Для нас организовали экскурсию, я увидел те же заставленные койками большие помещения, в одном из которых я спал. Как же я мечтал вырваться отсюда! Когда я покидал центр, даже представить не мог, что однажды вернусь сюда по собственному желанию, и тем не менее я стоял здесь, осматривал это место – средоточие моих старых страхов. Но именно после посещения «Лилуа» меня наконец-то окончательно отпустила боль прошлого. Но если подумать, как еще власти могли поступить с потерявшимися или брошенными детьми? Их поселяли в такие места, где можно было обеспечить их безопасность. Детей кормили, предоставляли кров, пытались найти для них пристанище. Разумеется, такие приюты создавались не для того, чтобы сделать детей несчастными или поживиться за их счет. Но когда под одной крышей собирается много детей разного возраста, не избежать жестокости, насмешек и даже проявления насилия.
Самые лучшие намерения терпят крах, если нет возможности должным образом обеспечить охрану территории. Я вспомнил, как посторонние проникали в здание, похожее на крепость, и что на это закрывали глаза. Вне всякого сомнения, в подобных местах контроль должен быть жестче, нельзя допускать возникновения таких брешей в системе. Я благодарен судьбе за то, что выжил здесь и выбрался отсюда почти без потерь.
Осталось заехать еще в одно место – не в какое-то определенное здание, а посетить знакомую мне местность. В свой последний день пребывания в Калькутте я решил пройтись по улицам, прилегающим к вокзалу Хора. На берегу реки Хугли все еще ютились небольшие дешевые кафе и магазинчики. Это место так и осталось пристанищем для бедняков, для рабочих со скудной зарплатой, для бездомных. Здесь царила та же антисанитария, много людей жили в самодельных палатках и под навесами. Я обошел торговые палатки, вспоминая, как, бывало, вдыхал аромат фруктов, отчего рот наполнялся слюной, и запах чего-то жареного, что продавали прямо здесь, и удивлялся, как мне удавалось отделять эти запахи от вони человеческих нечистот, дизтоплива, выхлопных газов и гари от костров, на которых готовили еду.

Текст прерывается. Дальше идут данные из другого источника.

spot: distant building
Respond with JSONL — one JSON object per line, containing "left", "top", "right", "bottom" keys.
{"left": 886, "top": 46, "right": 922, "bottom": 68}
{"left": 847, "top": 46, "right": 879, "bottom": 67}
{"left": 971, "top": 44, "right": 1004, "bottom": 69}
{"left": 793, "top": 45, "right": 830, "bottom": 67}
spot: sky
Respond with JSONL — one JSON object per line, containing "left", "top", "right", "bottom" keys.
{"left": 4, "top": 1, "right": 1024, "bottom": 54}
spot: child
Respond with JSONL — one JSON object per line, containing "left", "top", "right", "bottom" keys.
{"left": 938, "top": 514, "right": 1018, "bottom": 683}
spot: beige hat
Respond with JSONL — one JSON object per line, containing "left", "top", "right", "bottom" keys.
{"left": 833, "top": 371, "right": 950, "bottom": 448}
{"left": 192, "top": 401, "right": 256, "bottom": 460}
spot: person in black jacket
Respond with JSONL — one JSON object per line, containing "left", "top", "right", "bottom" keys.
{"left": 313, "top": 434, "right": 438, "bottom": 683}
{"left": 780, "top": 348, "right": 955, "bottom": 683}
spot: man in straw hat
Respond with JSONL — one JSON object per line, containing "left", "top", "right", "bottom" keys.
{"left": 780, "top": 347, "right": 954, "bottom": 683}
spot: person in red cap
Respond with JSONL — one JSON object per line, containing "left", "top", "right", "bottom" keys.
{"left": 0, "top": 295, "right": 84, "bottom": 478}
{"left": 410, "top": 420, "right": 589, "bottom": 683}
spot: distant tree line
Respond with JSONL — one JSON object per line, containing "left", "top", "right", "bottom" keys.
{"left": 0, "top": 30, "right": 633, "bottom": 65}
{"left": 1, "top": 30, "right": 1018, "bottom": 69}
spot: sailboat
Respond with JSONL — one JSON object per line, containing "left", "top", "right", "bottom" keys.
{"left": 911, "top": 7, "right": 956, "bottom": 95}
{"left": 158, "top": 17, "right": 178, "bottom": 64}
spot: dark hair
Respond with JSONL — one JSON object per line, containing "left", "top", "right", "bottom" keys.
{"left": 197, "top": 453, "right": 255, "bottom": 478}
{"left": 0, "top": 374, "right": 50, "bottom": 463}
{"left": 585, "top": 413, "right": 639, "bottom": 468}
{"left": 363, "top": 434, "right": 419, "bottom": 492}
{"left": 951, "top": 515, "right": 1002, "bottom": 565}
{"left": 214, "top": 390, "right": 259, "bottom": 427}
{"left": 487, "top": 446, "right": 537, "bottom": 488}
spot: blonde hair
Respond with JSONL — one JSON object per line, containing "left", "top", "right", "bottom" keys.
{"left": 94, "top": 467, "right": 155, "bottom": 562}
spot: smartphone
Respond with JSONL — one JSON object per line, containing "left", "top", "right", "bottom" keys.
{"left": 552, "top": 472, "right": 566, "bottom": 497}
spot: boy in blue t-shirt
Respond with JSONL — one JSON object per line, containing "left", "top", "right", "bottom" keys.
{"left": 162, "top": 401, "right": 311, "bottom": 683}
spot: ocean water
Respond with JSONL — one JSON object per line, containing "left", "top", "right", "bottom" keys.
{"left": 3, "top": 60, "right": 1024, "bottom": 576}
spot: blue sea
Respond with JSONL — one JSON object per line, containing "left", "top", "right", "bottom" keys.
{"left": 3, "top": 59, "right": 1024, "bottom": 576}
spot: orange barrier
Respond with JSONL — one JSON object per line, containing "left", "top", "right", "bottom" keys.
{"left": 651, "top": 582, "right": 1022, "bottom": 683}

Я хотел спуститься на берег, но территория между магазинами и водой, похоже, вся была поделена на участки, которые стали чьей-то частной собственностью. Я как раз размышлял над тем, как пройти к воде, когда заметил, что ко мне по небольшому переулку трусит несколько плешивых собак. Они стали тыкаться мне в ноги, и я решил, что не стану проверять действенность вакцины от бешенства, которую мне ввели перед поездкой. Я отошел от магазинчиков к внушительной стальной опоре моста Хора и вскоре влился в поток людей на пешеходной дорожке, которая соединяет Хору с центром Калькутты. Когда-то я оказался на другой стороне моста, пытаясь убежать от ужасных людей из лачуги возле станции. Теперь я знал, что мост – самая яркая достопримечательность Калькутты и, вероятно, самое известное в городе место. Строительство моста в 1947 году стало одним из последних крупных проектов Великобритании до того, как Индия получила независимость.